Tuesday, June 7, 2011

I Didn't Want To Be An Advocate...I Just Wanted To Be Dad...

So I am beginning to realize that I will never not be in use as an advocate for Tommy. It's not what I wanted, but it is what he needs. I just wanted to be a daddy, not have to worry about whether the world was fair to him or for him. It turns out I won't get to make that choice.

I never quite understood before all the ways the world stacked against people who weren't in the fat part of the bell curve. Even though I don't think I was in the fat part of the bell curve either, I was at the top end of it, he is not.

It's amazing and a little amusing the things you begin to notice when you have a disabled child. Lack of a sidewalk for a wheelchair, stairs, things I always took for granted that make navigating with him a lot more of a challenge.

You also notice the looks from waiters and hostesses at restaurants as they seat you and you tell them that you don't need a kids menu for him. That one you learn to ignore. Because it takes too much energy to worry about whether or not the kid serving you at Applebee's understands the finer points of a G-Tube; or what the phrase NPO means.

Flying with Tommy has been an interesting adventure into the mind of the TSA as well as stewardesses. They look at his sealed cans of food like they are little bombs and like they need to open them.
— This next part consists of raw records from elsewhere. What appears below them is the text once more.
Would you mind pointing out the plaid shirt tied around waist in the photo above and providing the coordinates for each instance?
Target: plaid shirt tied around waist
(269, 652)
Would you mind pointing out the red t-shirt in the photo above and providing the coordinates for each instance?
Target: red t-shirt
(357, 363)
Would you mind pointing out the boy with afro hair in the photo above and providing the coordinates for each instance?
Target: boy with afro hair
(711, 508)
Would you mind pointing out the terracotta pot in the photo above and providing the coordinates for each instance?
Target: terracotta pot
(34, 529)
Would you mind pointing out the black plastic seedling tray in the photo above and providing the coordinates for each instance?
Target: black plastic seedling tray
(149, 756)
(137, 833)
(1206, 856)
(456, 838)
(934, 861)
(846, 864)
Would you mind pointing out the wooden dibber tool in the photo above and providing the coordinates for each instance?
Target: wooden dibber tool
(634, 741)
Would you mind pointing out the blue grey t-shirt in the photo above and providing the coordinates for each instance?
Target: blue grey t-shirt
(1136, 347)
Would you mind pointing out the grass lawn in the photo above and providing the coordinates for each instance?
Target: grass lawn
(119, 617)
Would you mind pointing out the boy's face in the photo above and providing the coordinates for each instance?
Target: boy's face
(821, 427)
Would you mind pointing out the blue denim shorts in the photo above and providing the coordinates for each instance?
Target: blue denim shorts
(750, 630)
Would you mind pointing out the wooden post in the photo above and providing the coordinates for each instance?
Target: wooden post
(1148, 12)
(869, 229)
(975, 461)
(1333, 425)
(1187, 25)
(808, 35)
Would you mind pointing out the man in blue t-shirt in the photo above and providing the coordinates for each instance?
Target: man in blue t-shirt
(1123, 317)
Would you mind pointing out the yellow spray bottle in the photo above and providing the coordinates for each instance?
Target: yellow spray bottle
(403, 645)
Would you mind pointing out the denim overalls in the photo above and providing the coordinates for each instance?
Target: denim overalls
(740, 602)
Fortunately they haven't, or perhaps it is unfortunate; because it means I can't demand the federal government reimburse me for the cost of replacing that food.

The first time I really flexed my advocacy muscles was before Tommy ever came home. He would eat and then reflux his entire meal, causing lots of aggravation for everyone and of course concern for him. Well his doctor had ordered a medicine for him that didn't help and in fact made a bad situation worse. In my youthful exuberance I politely informed the doctor that next time someone gave Tommy that medicine I was going to punch him in the face.

Fortunately I wasn't arrested; Tommy was taken off the medicine (Zantac, if I remember correctly) and we were all the happier for it.

I guess I should have realized then that it was only just beginning. I am a dad, but I am also his voice in this world and I have slowly come to accept that the latter means more, because it is the bigger job.